Third, how can we explain the worsening of her autism despite good therapeutic and reeducation intake? This progression is unusual for children with ASDs, especially those with normal IQ [20,21]. Perhaps we underestimated her anxiety. C likely experienced repeated stress from her surrounding that was underestimated. She did not obviously react during her painful first years of life. Because her parents and therapists were both demanding and supportive at this time, she succeeded in walking, speaking, and beginning normal school. However, progressively, her anxiety, the contrast between her capacities and what was asked of her and the first decrease in hearing led to a vicious cycle, until the last step of her sensorial worsening, when she definitively damaged her good eye. Finally, we retrospectively found that autistic-like symptoms were subtle but present when she was 5 years old. No one — neither her family nor medical and re-education teams - mentioned these symptoms because the condition was not yet well known by teams dealing with CS in the beginning of the 1990s.
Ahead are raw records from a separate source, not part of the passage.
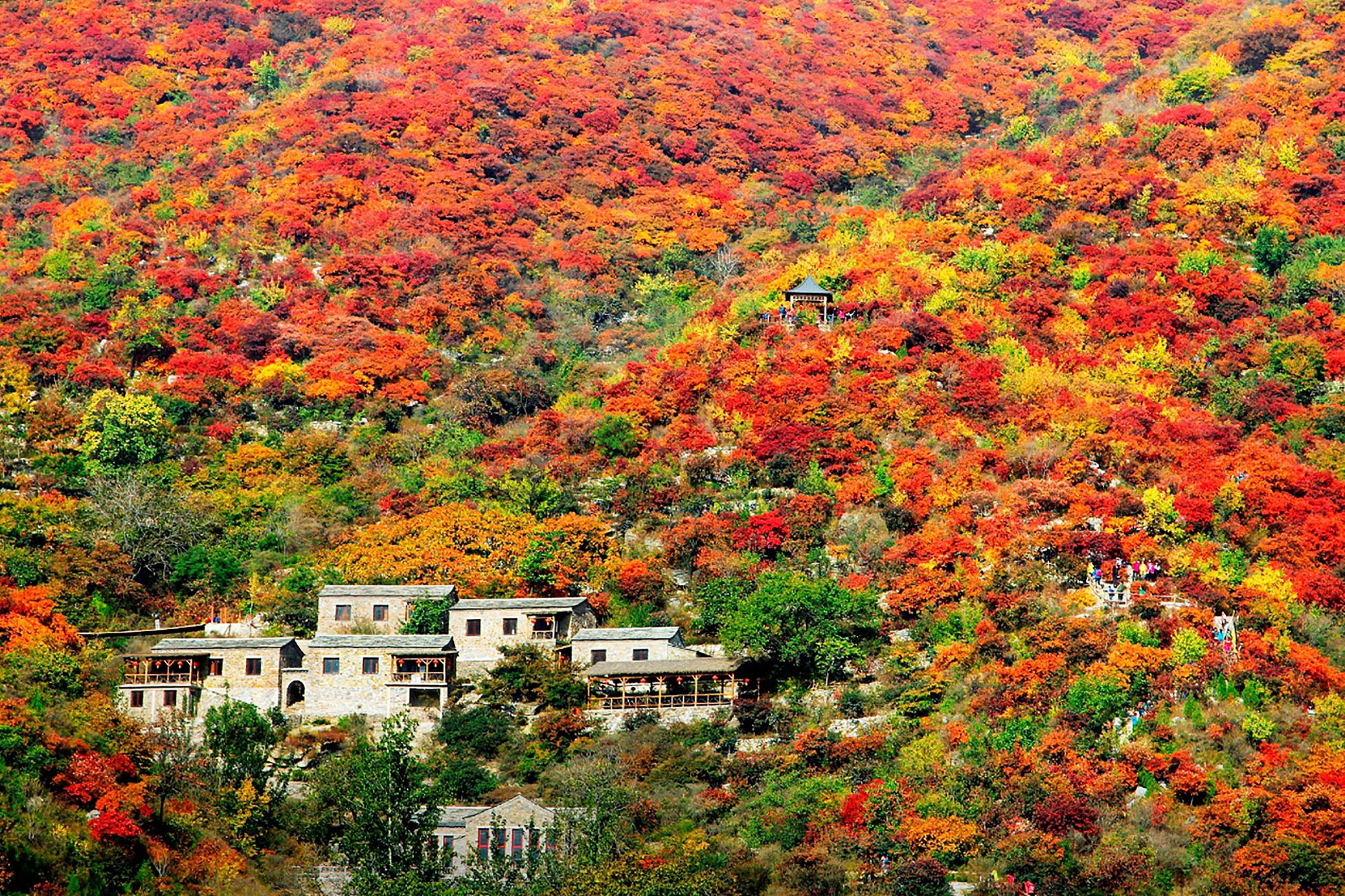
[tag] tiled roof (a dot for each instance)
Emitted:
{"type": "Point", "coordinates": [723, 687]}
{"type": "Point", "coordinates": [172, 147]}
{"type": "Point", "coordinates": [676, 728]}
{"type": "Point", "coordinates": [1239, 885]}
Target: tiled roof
{"type": "Point", "coordinates": [689, 666]}
{"type": "Point", "coordinates": [188, 645]}
{"type": "Point", "coordinates": [384, 642]}
{"type": "Point", "coordinates": [649, 633]}
{"type": "Point", "coordinates": [389, 591]}
{"type": "Point", "coordinates": [521, 603]}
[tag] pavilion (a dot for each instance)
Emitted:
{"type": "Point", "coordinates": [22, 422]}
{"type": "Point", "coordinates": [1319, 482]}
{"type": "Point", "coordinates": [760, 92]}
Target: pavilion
{"type": "Point", "coordinates": [670, 684]}
{"type": "Point", "coordinates": [810, 294]}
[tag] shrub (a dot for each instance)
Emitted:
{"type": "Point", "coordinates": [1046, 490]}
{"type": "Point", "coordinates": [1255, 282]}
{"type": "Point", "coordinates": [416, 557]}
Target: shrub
{"type": "Point", "coordinates": [479, 731]}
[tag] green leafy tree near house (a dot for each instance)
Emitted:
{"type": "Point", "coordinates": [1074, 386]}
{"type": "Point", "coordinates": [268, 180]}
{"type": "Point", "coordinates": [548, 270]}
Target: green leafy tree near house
{"type": "Point", "coordinates": [123, 431]}
{"type": "Point", "coordinates": [239, 740]}
{"type": "Point", "coordinates": [383, 805]}
{"type": "Point", "coordinates": [812, 628]}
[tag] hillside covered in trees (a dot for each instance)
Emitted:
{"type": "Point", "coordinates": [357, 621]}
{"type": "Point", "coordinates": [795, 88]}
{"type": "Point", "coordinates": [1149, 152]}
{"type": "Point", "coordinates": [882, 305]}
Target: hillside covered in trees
{"type": "Point", "coordinates": [299, 292]}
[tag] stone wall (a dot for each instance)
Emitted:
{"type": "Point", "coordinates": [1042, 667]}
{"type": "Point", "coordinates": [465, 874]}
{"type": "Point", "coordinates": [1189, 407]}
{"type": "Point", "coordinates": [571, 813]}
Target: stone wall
{"type": "Point", "coordinates": [478, 653]}
{"type": "Point", "coordinates": [362, 614]}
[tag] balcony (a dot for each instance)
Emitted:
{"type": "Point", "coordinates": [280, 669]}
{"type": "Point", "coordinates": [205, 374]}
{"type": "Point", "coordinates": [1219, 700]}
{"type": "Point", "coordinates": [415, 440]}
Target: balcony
{"type": "Point", "coordinates": [420, 677]}
{"type": "Point", "coordinates": [162, 678]}
{"type": "Point", "coordinates": [661, 701]}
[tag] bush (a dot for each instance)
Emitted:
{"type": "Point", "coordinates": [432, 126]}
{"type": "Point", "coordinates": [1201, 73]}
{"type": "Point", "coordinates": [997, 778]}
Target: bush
{"type": "Point", "coordinates": [618, 436]}
{"type": "Point", "coordinates": [479, 731]}
{"type": "Point", "coordinates": [853, 704]}
{"type": "Point", "coordinates": [466, 780]}
{"type": "Point", "coordinates": [1272, 249]}
{"type": "Point", "coordinates": [758, 716]}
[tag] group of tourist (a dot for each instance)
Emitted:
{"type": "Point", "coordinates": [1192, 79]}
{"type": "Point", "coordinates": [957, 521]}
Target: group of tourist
{"type": "Point", "coordinates": [1113, 572]}
{"type": "Point", "coordinates": [790, 317]}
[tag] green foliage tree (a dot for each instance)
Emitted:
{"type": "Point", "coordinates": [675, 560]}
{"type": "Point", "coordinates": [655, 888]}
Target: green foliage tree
{"type": "Point", "coordinates": [1188, 646]}
{"type": "Point", "coordinates": [1270, 249]}
{"type": "Point", "coordinates": [383, 803]}
{"type": "Point", "coordinates": [618, 436]}
{"type": "Point", "coordinates": [465, 780]}
{"type": "Point", "coordinates": [528, 673]}
{"type": "Point", "coordinates": [239, 740]}
{"type": "Point", "coordinates": [810, 627]}
{"type": "Point", "coordinates": [428, 618]}
{"type": "Point", "coordinates": [1100, 700]}
{"type": "Point", "coordinates": [123, 431]}
{"type": "Point", "coordinates": [479, 731]}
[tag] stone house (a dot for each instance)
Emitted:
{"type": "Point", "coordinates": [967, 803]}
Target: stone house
{"type": "Point", "coordinates": [512, 829]}
{"type": "Point", "coordinates": [372, 674]}
{"type": "Point", "coordinates": [190, 674]}
{"type": "Point", "coordinates": [482, 627]}
{"type": "Point", "coordinates": [630, 645]}
{"type": "Point", "coordinates": [381, 610]}
{"type": "Point", "coordinates": [680, 688]}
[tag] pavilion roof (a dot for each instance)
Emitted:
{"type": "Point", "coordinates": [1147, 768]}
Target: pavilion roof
{"type": "Point", "coordinates": [809, 288]}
According to the complexity of the CHARGE developmental disorder, a multidimensional approach with a developmental and integrative perspective could be useful . Integration considers child development as formed by the interaction between different dimensions and puts into perspective various complementary influences. Any factor that affects interactions can increase the severity of autistic symptoms or problematic behaviors because of this population’s need to control events and social ties. In this way, the dual sensory loss, according to Johansson (9), as well as the vestibular dysfunction with balance impairments in CS  could contribute to aggravating those symptoms. The regular worsening, during childhood, of the challenging behaviors and related emotional disorders (anxiety and depressive disorders) must be understood as the consequence of an interplay between several factors: 1) the fact that C spent her first 3 years of life in the hospital, 2) multisensory impairments and aggravation, 3) autistic symptoms with social interaction impairments and 4) a decrease in intellectual level. Indeed, according to Johansson (9), the severity of autistic behaviors in CS is linked to the severity of intellectual impairment. Moreover, C’s experience of this decrease in her intellectual abilities as well as her intellectual disability per se could be the source of difficulties that include oppositionality, anxiety, and poor peer-related social competencies .
This case report emphasizes the importance of recognizing precocious behavioral disorders in children with CS and the importance of a multidimensional assessment of patients with complex developmental disorders such as CS. The presence and importance of autistic-like traits in children with CS must be investigated in depth to try to understand the emergence of the symptoms, find their causes and prevent their aggravation in adapting their educational and therapeutical surrounding to promote the child’s development.